After 1840, comparative statements of revenue and expenditure (current and preceding year) are included.
In addition to CSO49, CSO52, CSO53, CSO54 this series may be supplemented by the Colonial Office series of Tasmanian "Blue Books" available on microfilm, Reels 1194-1201 of the National Library - Mitchell Library Joint Copying Project; this is series CO 284/44-78 in the Public Record Office, and the volumes cover the period 1822-58. Finally, many returns of a more specialised nature are to be found as enclosures in the Lieutenant-Governors' despatches to the Secretary of State (GO10). After 1856 the "blue book" was printed as part of the Statistics of Tasmania.
These returns give the name of the proprietor of the land, the nature of the crop grown and number of acres and number and type of stock each proprietor owns. The Returns were used in the compilation of the Blue Book for 1827.

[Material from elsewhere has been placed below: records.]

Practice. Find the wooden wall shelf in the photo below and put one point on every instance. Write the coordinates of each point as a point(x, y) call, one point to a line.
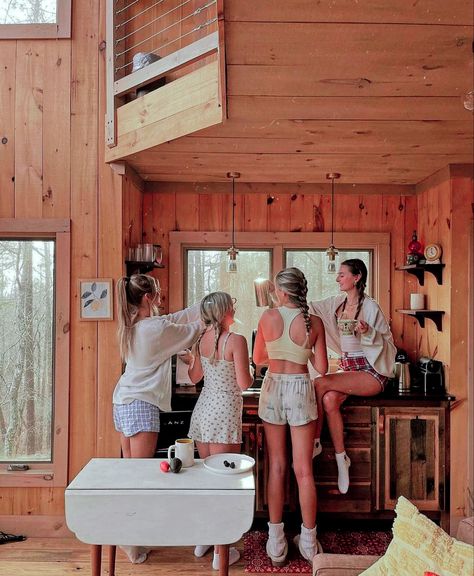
point(135, 267)
point(418, 270)
point(420, 315)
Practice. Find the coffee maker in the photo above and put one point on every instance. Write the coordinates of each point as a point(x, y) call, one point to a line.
point(430, 375)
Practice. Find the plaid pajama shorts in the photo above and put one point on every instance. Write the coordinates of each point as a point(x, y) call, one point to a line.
point(138, 416)
point(360, 363)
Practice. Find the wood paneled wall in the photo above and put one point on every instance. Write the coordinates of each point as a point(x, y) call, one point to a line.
point(445, 214)
point(51, 166)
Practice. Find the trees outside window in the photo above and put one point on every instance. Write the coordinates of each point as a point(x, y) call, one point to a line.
point(34, 351)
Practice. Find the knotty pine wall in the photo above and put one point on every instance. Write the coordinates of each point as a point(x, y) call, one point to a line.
point(441, 211)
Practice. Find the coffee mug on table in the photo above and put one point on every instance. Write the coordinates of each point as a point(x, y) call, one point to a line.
point(183, 449)
point(347, 326)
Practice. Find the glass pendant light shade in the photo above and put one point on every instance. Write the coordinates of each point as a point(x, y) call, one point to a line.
point(332, 253)
point(232, 252)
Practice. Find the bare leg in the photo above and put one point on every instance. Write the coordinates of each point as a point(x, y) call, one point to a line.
point(354, 383)
point(143, 444)
point(302, 443)
point(275, 436)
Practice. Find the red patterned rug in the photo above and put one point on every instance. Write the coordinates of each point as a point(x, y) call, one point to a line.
point(335, 542)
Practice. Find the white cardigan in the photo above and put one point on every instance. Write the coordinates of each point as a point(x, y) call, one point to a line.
point(156, 339)
point(377, 343)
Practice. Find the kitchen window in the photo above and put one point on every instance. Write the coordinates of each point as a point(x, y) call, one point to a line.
point(35, 19)
point(198, 263)
point(34, 352)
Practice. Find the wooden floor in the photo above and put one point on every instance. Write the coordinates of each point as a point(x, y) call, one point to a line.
point(67, 556)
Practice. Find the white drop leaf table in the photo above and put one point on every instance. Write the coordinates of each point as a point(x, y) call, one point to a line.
point(129, 501)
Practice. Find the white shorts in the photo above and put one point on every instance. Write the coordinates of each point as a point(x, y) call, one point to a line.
point(287, 399)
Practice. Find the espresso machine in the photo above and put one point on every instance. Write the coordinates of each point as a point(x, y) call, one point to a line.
point(430, 375)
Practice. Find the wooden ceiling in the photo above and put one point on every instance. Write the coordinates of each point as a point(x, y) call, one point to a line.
point(373, 90)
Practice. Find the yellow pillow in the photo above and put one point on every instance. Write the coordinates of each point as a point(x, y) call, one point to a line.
point(419, 545)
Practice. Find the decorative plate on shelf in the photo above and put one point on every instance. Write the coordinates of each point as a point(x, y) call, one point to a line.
point(433, 253)
point(228, 463)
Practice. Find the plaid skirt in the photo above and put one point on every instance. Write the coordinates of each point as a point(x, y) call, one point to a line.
point(361, 364)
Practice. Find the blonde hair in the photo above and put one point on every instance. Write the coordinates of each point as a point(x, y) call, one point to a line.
point(130, 292)
point(214, 308)
point(293, 282)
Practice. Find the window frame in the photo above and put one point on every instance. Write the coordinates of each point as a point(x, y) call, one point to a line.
point(52, 473)
point(377, 242)
point(60, 29)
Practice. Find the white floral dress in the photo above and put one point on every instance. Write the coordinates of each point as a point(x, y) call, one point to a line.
point(217, 416)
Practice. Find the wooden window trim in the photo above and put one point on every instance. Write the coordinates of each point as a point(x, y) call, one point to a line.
point(377, 242)
point(53, 473)
point(61, 29)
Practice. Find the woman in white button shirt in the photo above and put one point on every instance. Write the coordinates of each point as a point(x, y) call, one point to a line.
point(357, 330)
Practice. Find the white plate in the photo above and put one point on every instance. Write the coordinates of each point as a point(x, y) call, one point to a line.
point(215, 463)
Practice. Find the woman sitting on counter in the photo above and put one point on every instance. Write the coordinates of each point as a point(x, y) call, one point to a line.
point(287, 337)
point(357, 330)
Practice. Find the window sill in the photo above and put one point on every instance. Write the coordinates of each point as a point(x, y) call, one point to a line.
point(34, 477)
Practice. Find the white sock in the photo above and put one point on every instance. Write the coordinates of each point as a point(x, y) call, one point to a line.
point(343, 463)
point(201, 549)
point(317, 447)
point(234, 556)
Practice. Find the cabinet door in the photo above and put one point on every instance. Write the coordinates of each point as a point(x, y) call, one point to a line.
point(411, 457)
point(358, 444)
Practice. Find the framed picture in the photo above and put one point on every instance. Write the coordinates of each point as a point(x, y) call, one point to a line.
point(96, 299)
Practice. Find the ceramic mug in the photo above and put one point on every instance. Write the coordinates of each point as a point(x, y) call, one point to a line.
point(183, 449)
point(347, 326)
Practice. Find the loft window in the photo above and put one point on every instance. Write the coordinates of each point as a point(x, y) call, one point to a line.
point(35, 19)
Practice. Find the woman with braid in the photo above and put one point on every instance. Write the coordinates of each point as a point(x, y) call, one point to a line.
point(222, 357)
point(287, 337)
point(367, 355)
point(147, 342)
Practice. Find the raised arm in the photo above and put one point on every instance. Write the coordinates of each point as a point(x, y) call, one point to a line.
point(260, 355)
point(319, 359)
point(240, 353)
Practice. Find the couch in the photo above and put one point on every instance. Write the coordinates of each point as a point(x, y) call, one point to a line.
point(353, 565)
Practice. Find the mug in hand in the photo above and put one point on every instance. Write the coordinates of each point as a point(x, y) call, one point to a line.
point(347, 326)
point(183, 449)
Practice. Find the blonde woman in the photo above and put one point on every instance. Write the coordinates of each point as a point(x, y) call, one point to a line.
point(147, 342)
point(222, 358)
point(287, 337)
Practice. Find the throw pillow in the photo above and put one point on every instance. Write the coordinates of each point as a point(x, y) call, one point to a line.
point(419, 545)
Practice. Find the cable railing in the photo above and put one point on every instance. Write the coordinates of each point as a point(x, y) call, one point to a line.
point(149, 42)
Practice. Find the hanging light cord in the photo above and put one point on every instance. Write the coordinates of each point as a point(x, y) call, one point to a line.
point(233, 210)
point(332, 211)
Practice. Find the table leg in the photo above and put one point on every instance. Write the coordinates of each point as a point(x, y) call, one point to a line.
point(224, 560)
point(112, 552)
point(96, 557)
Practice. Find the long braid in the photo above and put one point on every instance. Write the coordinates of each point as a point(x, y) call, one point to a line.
point(294, 283)
point(214, 308)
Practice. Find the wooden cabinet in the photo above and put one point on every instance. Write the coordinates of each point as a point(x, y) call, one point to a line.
point(411, 457)
point(398, 445)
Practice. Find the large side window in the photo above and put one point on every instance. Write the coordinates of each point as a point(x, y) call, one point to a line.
point(34, 351)
point(35, 19)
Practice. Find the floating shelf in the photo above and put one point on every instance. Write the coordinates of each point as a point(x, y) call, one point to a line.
point(136, 267)
point(418, 270)
point(420, 315)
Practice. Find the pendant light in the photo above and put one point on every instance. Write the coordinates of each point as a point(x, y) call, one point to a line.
point(332, 252)
point(232, 251)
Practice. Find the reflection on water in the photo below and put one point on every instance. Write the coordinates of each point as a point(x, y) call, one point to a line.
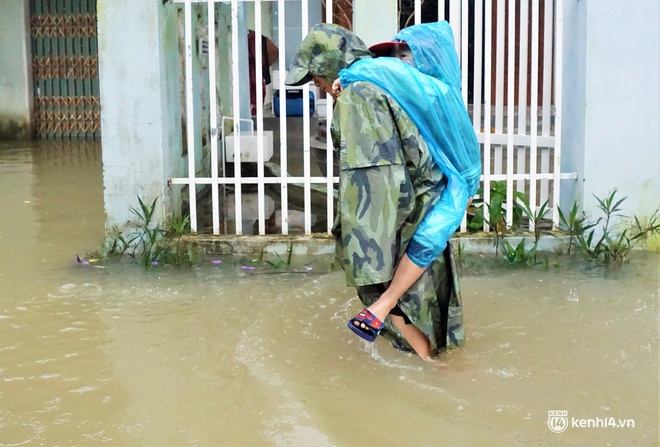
point(220, 356)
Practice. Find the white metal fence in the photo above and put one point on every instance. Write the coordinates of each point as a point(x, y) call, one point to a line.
point(511, 58)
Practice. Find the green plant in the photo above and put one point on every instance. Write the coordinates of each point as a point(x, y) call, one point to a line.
point(497, 206)
point(519, 254)
point(573, 225)
point(537, 218)
point(642, 231)
point(148, 234)
point(612, 247)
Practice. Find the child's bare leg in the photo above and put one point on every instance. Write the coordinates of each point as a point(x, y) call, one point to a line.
point(405, 276)
point(413, 336)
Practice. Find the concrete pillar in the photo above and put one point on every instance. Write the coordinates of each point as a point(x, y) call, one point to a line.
point(141, 98)
point(16, 97)
point(373, 30)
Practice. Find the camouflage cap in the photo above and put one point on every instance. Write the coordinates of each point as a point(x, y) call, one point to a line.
point(327, 49)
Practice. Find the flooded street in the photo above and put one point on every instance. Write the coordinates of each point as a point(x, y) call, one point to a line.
point(219, 356)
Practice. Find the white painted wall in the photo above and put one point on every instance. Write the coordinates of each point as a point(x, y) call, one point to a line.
point(140, 96)
point(16, 96)
point(373, 30)
point(622, 103)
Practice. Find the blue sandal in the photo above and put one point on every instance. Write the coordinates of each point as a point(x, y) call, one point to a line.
point(372, 323)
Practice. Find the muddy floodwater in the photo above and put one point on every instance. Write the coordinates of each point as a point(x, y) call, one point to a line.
point(219, 356)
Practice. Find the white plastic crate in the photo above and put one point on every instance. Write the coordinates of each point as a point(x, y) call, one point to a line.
point(249, 147)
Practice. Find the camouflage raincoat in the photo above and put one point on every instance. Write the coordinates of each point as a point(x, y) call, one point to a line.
point(388, 182)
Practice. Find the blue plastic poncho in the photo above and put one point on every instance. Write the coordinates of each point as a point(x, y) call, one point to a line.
point(430, 95)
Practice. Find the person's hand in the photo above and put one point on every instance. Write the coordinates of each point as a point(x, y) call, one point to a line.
point(336, 88)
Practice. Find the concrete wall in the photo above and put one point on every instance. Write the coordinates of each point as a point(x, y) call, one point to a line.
point(16, 97)
point(293, 33)
point(140, 95)
point(621, 102)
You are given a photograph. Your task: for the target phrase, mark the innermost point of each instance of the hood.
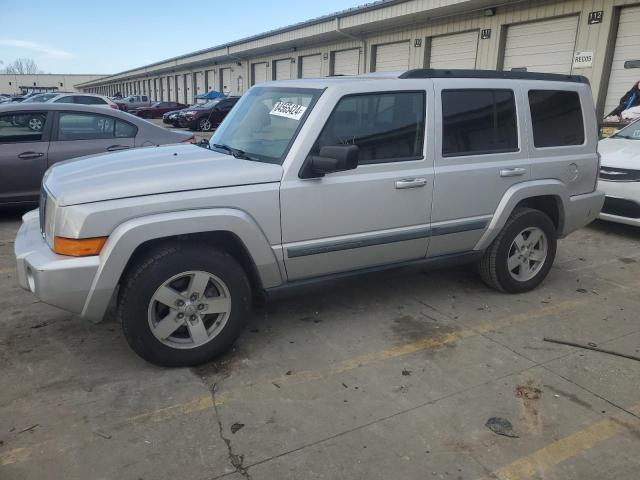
(152, 170)
(620, 153)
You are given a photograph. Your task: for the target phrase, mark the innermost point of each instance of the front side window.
(556, 116)
(264, 123)
(478, 121)
(386, 127)
(86, 126)
(22, 127)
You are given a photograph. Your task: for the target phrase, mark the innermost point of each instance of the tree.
(22, 66)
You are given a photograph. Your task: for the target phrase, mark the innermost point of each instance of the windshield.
(264, 123)
(630, 132)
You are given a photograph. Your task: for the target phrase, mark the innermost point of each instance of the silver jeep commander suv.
(307, 180)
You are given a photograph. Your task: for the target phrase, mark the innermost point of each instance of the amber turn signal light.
(78, 247)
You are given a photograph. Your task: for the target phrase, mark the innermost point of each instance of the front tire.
(184, 304)
(522, 254)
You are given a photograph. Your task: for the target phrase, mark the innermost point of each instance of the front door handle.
(114, 148)
(512, 172)
(30, 155)
(411, 183)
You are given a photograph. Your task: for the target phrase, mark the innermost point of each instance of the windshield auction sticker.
(288, 110)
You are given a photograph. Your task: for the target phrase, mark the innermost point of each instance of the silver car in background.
(34, 136)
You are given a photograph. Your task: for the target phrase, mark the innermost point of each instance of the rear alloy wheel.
(522, 254)
(204, 125)
(184, 304)
(36, 124)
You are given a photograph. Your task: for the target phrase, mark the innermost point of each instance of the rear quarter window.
(556, 117)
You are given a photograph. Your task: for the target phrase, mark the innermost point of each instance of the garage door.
(225, 80)
(392, 57)
(346, 62)
(259, 73)
(200, 88)
(546, 46)
(282, 69)
(311, 66)
(627, 48)
(454, 51)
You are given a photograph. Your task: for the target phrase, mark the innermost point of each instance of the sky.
(96, 37)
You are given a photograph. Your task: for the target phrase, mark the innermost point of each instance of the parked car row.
(204, 117)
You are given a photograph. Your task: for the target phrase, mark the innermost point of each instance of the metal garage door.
(627, 48)
(282, 69)
(454, 51)
(259, 73)
(311, 66)
(200, 88)
(545, 46)
(392, 57)
(346, 62)
(225, 80)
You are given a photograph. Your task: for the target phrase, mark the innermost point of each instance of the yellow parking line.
(19, 455)
(561, 450)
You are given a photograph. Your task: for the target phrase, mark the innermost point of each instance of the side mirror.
(334, 158)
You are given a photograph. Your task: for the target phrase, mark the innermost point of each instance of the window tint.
(84, 126)
(557, 118)
(22, 127)
(386, 127)
(476, 122)
(125, 130)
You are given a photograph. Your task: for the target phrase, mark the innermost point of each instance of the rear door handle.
(30, 155)
(114, 148)
(512, 172)
(411, 183)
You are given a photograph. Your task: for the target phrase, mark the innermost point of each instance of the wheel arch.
(231, 229)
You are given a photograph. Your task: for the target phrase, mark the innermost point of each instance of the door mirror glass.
(334, 158)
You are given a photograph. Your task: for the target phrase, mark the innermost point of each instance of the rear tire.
(164, 285)
(522, 254)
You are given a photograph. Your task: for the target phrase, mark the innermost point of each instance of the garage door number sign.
(288, 110)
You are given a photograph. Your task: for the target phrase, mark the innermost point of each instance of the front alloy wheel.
(189, 309)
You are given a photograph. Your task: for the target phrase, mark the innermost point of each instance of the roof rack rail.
(513, 75)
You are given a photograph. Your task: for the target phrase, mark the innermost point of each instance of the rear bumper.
(581, 210)
(55, 279)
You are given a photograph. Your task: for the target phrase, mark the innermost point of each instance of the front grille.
(619, 174)
(42, 209)
(621, 207)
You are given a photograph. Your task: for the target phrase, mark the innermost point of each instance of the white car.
(84, 99)
(620, 175)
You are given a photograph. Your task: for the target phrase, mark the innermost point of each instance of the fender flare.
(129, 235)
(517, 193)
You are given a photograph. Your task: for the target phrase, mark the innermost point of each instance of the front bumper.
(581, 210)
(55, 279)
(622, 204)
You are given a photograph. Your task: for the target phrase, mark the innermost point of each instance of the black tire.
(493, 266)
(155, 268)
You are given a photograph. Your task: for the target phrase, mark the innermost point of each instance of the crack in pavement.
(236, 460)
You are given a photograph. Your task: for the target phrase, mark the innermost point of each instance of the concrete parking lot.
(391, 375)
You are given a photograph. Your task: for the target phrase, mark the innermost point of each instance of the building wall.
(17, 84)
(405, 21)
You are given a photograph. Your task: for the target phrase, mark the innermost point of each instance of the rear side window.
(22, 127)
(557, 118)
(476, 122)
(386, 127)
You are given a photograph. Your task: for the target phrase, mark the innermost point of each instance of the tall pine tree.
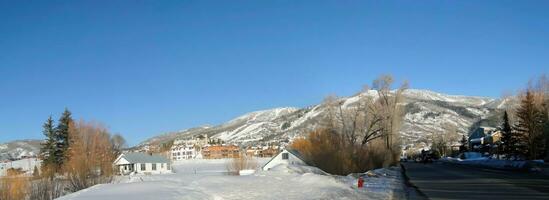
(48, 147)
(529, 128)
(464, 143)
(62, 137)
(507, 138)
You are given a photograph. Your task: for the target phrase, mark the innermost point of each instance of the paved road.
(448, 181)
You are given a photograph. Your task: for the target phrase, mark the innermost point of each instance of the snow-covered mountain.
(19, 148)
(426, 112)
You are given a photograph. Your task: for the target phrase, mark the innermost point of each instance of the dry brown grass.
(90, 156)
(14, 186)
(323, 148)
(241, 163)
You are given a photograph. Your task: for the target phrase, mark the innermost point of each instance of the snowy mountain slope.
(426, 113)
(19, 148)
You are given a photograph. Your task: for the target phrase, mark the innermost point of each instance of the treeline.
(360, 135)
(527, 136)
(75, 155)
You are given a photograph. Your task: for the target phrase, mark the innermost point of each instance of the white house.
(142, 163)
(188, 149)
(285, 157)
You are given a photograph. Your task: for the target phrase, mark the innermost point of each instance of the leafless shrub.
(13, 186)
(90, 156)
(46, 189)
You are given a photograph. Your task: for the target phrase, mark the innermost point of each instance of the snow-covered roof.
(292, 151)
(143, 158)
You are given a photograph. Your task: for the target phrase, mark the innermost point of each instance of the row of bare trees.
(358, 134)
(87, 161)
(528, 135)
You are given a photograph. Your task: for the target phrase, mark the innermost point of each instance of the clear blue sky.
(144, 67)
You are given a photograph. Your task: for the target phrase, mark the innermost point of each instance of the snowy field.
(208, 179)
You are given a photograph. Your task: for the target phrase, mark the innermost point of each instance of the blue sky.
(144, 67)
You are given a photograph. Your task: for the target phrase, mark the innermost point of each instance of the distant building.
(188, 149)
(262, 152)
(220, 151)
(285, 157)
(483, 139)
(26, 165)
(267, 153)
(142, 163)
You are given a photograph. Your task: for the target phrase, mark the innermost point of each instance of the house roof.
(292, 151)
(144, 158)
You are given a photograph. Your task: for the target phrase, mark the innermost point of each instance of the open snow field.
(208, 179)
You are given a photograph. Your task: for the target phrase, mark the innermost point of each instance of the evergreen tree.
(507, 141)
(463, 147)
(35, 172)
(62, 137)
(529, 127)
(48, 147)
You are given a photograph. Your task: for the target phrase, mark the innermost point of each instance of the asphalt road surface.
(449, 181)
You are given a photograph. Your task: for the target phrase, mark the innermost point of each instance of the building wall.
(160, 168)
(218, 152)
(277, 160)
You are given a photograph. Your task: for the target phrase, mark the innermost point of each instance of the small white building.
(142, 163)
(188, 149)
(285, 157)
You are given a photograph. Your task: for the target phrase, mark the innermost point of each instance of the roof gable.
(291, 151)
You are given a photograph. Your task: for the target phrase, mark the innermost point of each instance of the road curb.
(411, 186)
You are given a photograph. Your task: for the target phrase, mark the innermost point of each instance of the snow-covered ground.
(207, 179)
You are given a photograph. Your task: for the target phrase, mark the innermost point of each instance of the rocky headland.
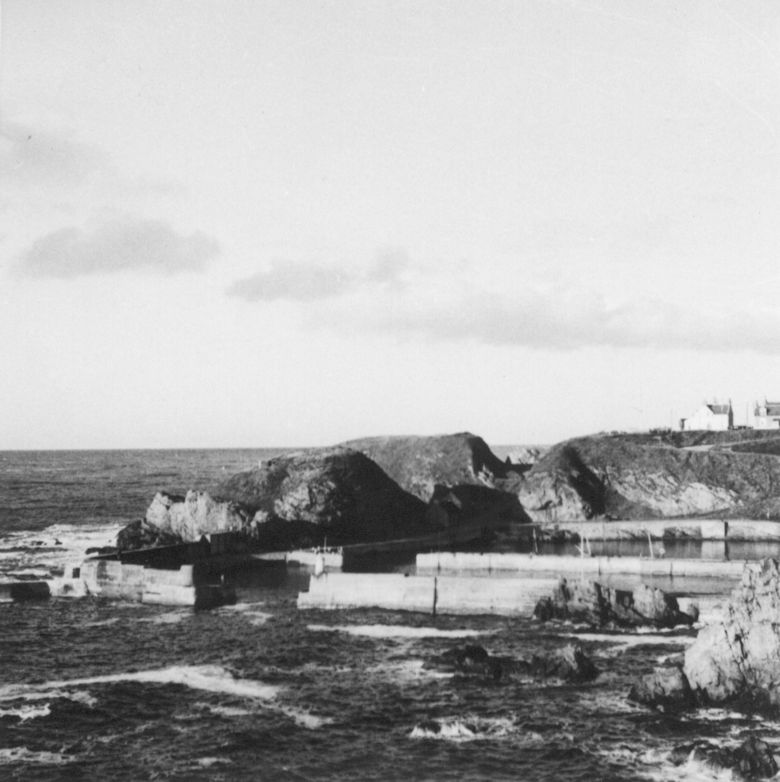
(663, 475)
(734, 661)
(392, 487)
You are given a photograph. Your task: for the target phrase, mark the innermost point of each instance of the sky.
(265, 223)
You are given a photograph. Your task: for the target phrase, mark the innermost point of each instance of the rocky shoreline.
(395, 487)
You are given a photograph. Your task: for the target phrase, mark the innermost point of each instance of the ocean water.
(93, 689)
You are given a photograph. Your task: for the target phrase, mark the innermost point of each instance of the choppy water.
(101, 690)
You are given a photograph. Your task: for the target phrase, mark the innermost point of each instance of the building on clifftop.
(710, 417)
(766, 415)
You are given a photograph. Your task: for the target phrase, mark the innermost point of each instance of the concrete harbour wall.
(426, 594)
(116, 580)
(443, 562)
(659, 529)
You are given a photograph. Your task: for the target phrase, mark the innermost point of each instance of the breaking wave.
(473, 728)
(11, 755)
(395, 631)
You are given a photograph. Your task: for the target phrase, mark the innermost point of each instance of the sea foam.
(395, 631)
(472, 728)
(11, 755)
(207, 678)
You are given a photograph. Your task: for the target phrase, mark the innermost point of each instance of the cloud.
(567, 320)
(306, 282)
(35, 156)
(116, 246)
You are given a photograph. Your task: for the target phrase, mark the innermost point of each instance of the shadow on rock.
(570, 664)
(753, 759)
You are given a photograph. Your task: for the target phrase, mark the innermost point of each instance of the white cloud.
(36, 156)
(307, 282)
(116, 246)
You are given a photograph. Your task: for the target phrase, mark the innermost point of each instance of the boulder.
(340, 494)
(737, 659)
(666, 689)
(140, 534)
(753, 759)
(173, 519)
(592, 603)
(194, 515)
(570, 664)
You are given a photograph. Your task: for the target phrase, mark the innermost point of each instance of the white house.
(766, 415)
(713, 418)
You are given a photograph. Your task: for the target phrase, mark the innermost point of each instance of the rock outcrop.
(339, 494)
(652, 476)
(738, 659)
(570, 664)
(420, 464)
(666, 689)
(735, 661)
(592, 603)
(752, 759)
(172, 519)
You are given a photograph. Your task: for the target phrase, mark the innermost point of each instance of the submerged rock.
(666, 689)
(570, 663)
(753, 759)
(595, 604)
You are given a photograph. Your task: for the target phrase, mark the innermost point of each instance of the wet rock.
(140, 534)
(172, 519)
(753, 759)
(570, 663)
(737, 660)
(666, 689)
(595, 604)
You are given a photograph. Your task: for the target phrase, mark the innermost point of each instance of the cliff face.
(420, 464)
(300, 499)
(639, 476)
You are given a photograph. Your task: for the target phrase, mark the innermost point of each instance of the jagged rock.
(455, 506)
(595, 604)
(738, 659)
(339, 494)
(622, 476)
(665, 688)
(570, 663)
(753, 759)
(420, 464)
(139, 534)
(194, 515)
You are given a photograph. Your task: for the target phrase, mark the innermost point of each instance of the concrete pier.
(453, 562)
(19, 591)
(665, 529)
(112, 579)
(426, 594)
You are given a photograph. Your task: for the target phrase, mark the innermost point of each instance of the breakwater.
(447, 561)
(426, 594)
(666, 529)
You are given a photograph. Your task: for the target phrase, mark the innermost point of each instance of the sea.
(102, 690)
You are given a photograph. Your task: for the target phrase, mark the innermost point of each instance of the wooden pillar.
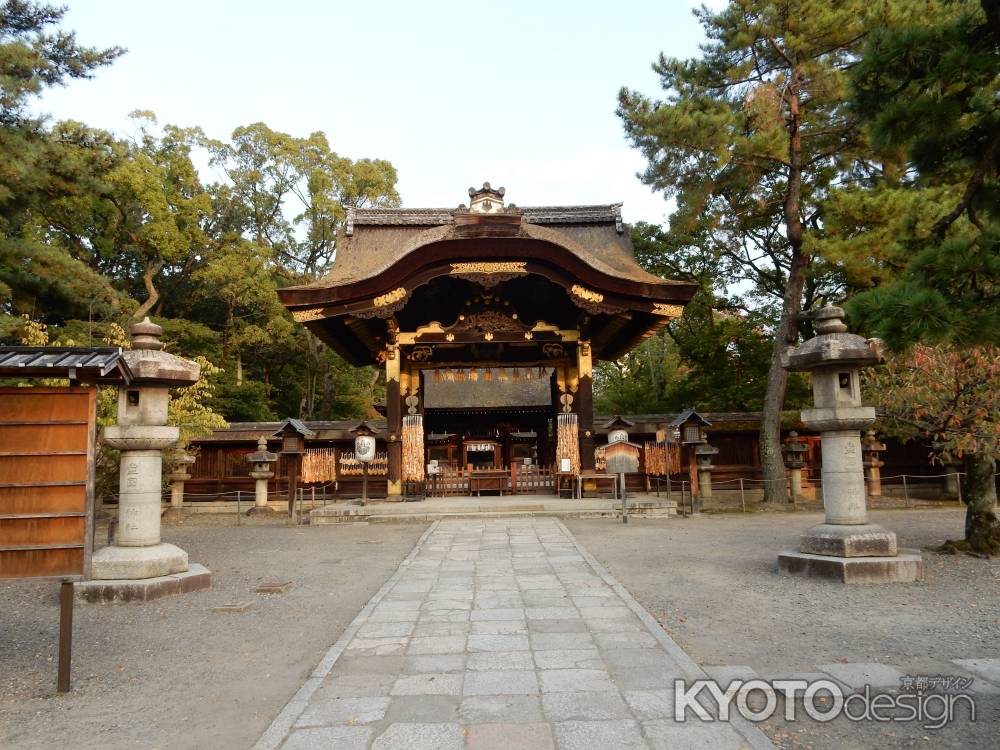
(585, 404)
(394, 420)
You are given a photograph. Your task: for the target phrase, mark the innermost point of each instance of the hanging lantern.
(413, 448)
(568, 444)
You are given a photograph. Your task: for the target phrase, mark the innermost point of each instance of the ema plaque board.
(47, 440)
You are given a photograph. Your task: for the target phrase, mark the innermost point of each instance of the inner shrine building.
(487, 319)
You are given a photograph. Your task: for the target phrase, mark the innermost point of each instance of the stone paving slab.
(500, 633)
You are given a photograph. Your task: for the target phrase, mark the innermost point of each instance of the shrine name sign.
(47, 437)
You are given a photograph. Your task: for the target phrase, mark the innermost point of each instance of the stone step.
(417, 512)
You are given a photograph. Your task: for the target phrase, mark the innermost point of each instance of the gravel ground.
(174, 674)
(712, 583)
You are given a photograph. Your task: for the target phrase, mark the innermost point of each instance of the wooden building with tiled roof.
(515, 304)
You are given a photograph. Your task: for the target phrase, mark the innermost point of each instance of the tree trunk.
(775, 488)
(771, 460)
(152, 268)
(979, 492)
(326, 405)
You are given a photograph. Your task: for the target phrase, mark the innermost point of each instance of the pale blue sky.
(522, 94)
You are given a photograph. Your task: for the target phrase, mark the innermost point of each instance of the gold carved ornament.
(589, 295)
(667, 311)
(389, 298)
(515, 267)
(304, 316)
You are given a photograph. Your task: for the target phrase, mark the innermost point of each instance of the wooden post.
(585, 404)
(293, 462)
(394, 423)
(65, 635)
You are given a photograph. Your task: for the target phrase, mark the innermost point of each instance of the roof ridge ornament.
(486, 200)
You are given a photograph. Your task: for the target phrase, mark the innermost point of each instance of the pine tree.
(749, 138)
(933, 88)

Arthur's police system was based on the nine police districts of the island. At the head of the department was the Chief Police Magistrate, resident at Hobart; in each Police District there was to be an establishment of clerks, constables and field police as the area and population of the district warranted; later, sub-Police Districts were placed under an Assistant Police Magistrate. Each division of a Police District was to be placed in the charge of a division constable, and the field Police were distributed throughout the district at the orders of the Police Magistrate.
The papers in this volume are monthly returns of the police establishment of all police districts, subdivided by: Police Magistrate or Assistant Police Magistrate, Chief Constables, Clerks, Police Officers, Chief District Constables, Division Constables, Constables, Field Police, Patrols, Messengers, Flagellators. Also there are comprehensive returns of all police districts at particular dates, two quarterly reports by the Chief Police Magistrate, and sundry returns of offences and punishments.
These are detailed returns of the sources of colonial revenue for one year; it is unlikely that there was ever a series of such volumes, for in other years similar returns may be found scattered among various series, in particular, the correspondence series of Part 1 and CSO53.
The first two returns of this series are comprehensive of total revenue, while the remainder itemise the revenue obtained under various headings: quit-rents, sale of Crown land, distillation duties, publicans' licences, wholesalers' licences, departmental fees, rent for quarries and sale of government property, slaughtering dues, auction duties, postal fees, canteen rent, dues under the Impounding Act, fines for the non-fulfilment of the conditions of land grants, fees on grants, market dues, pew rents, etc., and sundry other sources, such as sums recovered, loans repaid and interest. Most returns are arranged by district and give details of the individual from whom the revenue is derived.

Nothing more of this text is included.